Cana não bandida e sim abençoada

05/02/2019 Agronegócio POR: Revista Canavieiros
Sou do tempo que os plantadores e processadores de cana eram considerados pessoas irresponsáveis, por poluírem o meio ambiente com a vinhaça que alguns jogavam nos rios e pela queimada da palha da cana obrigatória para facilitar a colheita manual. Há muito tempo somos acusados de degradadores do meio ambiente.

Felizmente participamos do projeto que passou a usar a vinhaça como fertilizante da própria cana. Depois fizemos parte da equipe que desenvolveu a tecnologia que permite ter ótima colheita mecanizada.

Estamos concluindo o estudo sobre a colheita de Cana Integral.
Esta proposta contempla a colheita da cana sem a queimada, e toda cana, incluindo as folhas secas e verdes, é levada junta para a unidade processadora. Todo material após ser triturado em mistura homogênea passa pela moenda para extração do caldo contido na Cana Integral.
O caldo extraído segue para o processo industrial para fabricação de açúcar e/ou etanol. O bagaço todo homogeneizado segue para ser queimado na caldeira, ou para produção de etanol 2G, ou para a produção de papel ou outros usos mais específicos.

O bagaço é queimado na caldeira para a produção de vapor, que é usado na própria unidade processadora de açúcar e/ou etanol, ou é usado para geração de energia elétrica para uso próprio ou venda. Considerando que no Brasil está se tornando impossível o aumento expressivo da geração de energia elétrica tendo a água fluvial como acionadora das turbinas, resta como uma das opções viáveis a geração de energia elétrica a partir do bagaço da Cana Integral, que será uma energia elétrica de fonte “solar-vegetal”, pois a cana é armazenadora da energia recebida do sol para ser processada em todo o ano. Não haverá o efeito das oscilações do nível da água nas represas, não haverá a interrupção temporária do vento na eólica, não haverá a noite na energia solar fotovoltaica e não haverá necessidade da energia nuclear que é tão perigosa.

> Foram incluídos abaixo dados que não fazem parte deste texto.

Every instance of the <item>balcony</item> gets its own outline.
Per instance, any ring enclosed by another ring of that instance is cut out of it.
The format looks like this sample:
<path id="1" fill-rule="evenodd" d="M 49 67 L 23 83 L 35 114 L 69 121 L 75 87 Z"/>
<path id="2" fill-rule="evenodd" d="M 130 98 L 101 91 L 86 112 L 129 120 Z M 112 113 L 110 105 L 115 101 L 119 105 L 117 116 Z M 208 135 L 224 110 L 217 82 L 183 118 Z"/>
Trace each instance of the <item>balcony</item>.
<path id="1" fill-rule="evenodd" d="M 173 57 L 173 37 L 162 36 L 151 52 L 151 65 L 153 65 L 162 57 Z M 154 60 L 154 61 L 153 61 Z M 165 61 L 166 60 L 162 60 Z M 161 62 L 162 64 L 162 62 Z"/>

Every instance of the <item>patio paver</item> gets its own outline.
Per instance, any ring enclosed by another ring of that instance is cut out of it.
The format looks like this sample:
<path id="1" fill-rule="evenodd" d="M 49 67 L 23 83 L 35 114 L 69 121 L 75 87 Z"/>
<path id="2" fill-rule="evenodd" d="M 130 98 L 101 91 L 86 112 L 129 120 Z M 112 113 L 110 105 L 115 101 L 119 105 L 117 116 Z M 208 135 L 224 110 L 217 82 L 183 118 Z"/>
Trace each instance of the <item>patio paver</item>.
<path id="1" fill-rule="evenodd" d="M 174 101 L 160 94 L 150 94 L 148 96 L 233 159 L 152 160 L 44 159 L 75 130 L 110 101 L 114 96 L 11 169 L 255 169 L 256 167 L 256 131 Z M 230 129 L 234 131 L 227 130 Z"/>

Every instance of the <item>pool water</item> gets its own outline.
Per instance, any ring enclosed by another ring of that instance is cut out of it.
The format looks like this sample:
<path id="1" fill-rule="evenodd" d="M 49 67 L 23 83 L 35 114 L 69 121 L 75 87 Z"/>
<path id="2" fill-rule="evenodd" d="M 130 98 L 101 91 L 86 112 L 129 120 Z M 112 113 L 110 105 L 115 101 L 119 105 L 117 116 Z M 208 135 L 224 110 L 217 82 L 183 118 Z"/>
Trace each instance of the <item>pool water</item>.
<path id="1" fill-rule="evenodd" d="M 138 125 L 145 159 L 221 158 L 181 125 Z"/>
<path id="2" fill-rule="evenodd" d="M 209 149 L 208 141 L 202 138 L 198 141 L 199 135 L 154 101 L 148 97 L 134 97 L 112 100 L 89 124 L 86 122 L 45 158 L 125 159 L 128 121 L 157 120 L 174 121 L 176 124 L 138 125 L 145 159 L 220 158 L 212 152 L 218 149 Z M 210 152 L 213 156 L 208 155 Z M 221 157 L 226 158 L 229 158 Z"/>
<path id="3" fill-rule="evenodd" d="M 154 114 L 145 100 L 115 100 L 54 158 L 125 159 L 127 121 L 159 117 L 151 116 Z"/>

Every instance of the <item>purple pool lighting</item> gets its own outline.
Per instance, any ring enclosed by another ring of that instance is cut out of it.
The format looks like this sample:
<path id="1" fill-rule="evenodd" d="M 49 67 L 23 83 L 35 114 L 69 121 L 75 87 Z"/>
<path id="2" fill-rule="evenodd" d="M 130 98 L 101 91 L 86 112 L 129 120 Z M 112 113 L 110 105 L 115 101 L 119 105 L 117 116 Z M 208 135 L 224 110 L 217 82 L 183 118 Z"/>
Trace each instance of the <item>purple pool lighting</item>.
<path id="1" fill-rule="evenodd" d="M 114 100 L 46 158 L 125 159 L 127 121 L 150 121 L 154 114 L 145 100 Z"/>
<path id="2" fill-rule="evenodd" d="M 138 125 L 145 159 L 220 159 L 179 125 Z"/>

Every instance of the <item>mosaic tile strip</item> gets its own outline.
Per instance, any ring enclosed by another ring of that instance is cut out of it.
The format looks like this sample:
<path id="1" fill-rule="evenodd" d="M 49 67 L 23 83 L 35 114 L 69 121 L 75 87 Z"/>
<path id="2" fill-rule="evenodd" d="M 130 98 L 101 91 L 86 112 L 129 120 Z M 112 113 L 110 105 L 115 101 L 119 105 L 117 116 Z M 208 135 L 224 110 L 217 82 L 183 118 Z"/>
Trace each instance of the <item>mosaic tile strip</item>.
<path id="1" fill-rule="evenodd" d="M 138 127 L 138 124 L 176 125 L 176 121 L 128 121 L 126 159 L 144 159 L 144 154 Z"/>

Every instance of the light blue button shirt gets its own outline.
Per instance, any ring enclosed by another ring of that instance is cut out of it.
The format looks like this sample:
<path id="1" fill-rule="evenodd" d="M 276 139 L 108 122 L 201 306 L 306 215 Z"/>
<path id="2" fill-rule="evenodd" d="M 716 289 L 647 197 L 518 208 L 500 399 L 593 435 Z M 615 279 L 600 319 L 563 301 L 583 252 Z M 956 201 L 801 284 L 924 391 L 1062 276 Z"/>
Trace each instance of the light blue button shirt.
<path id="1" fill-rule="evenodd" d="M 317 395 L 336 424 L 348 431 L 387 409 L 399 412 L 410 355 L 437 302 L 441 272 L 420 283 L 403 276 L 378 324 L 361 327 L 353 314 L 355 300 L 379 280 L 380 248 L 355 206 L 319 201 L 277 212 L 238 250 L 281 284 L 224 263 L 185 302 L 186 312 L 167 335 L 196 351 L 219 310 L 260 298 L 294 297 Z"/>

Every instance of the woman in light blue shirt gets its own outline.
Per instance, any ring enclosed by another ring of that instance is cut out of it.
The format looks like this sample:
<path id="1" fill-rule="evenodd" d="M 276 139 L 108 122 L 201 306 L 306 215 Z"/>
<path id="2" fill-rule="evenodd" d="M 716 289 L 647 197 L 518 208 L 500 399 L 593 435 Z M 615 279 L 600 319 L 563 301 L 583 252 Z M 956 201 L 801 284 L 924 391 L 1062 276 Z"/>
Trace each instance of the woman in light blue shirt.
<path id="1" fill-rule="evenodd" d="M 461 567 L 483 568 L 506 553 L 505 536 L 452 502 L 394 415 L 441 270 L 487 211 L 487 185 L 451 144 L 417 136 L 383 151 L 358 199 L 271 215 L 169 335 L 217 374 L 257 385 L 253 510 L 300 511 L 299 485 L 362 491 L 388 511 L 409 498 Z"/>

Os únicos custos adicionais de processar Cana Integral são o transporte das folhas do canavial até a unidade processadora e o aumento de produtos para processar o caldo menos puro. Acontece que os estudos realizados por nós indicam que a Cana Integral proporciona um lucro pleno de no mínimo 50% a mais que o lucro obtido na fabricação de açúcar e/ou etanol, na média de 10 anos já considerando o transporte das folhas.

A explicação técnica e econômica para validar este expressivo lucro é que, com a colheita de Cana Integral, acontecem vários benefícios para a área agrícola em relação ao que ocorre atualmente sem ser cana integral, quando a palha é descartada no momento da colheita.

Há um item a ser considerado que poderá ser motivo de contestação, que é quanto à passagem da palha pela moenda junto ao colmo. Antes se pensava que a palha “roubava” sacarose do colmo. Pelos estudos já realizados por alguns pesquisadores e mais as diversas análises realizadas por nós, descobrimos que a palha da cana tem sacarose e é em quantidade maior do que é perdida no bagaço quando sai da moenda. Os nossos estudos indicam de 4,0 a 10,0% de POL no caldo, ou seja, aproximadamente 20 a 50% de sacarose em relação ao caldo normal extraído do colmo. Vale lembrar que a POL do bagaço é de 1,8 a 2,2%, que é menos do que tem na palha antes de iniciar o processo de extração. A lógica desta afirmativa é que na folha são produzidos açúcares sendo a sacarose um deles, e no momento exato que o colmo é cortado, ainda está na folha a sacarose produzida, que ainda não se deslocou para o colmo.

Diante das vantagens operacionais e mais o aumento do lucro obtido em todo o processo da colheita até o processo industrial, não há dúvida que podemos afirmar, que tanto a cana, como seus produtores e processadores não mais serão considerados “bandidos”. Não haverá mais queimada da palha, a área agrícola passa a não ter mais as perdas que têm acontecido, e a unidade industrial aumenta as opções de produtos produzidos. Especialistas no assunto fizeram uma conta que indica que estamos jogando fora energia de aproximadamente 15 "Itaipus". Há trabalhos publicados que dão base para esta afirmativa.

Vamos ter uma cultura que não mais prejudicará o meio ambiente, teremos o aumento significativo na produção de açúcar, de etanol e energia elétrica sem precisar plantar um palmo a mais de terra além do que já está plantado. Vale lembrar que está vindo o carro elétrico e a Cana Integral é uma grande fonte produtora de energia elétrica sustentável.
Com o processamento de Cana Integral a cana torna-se totalmente abençoada.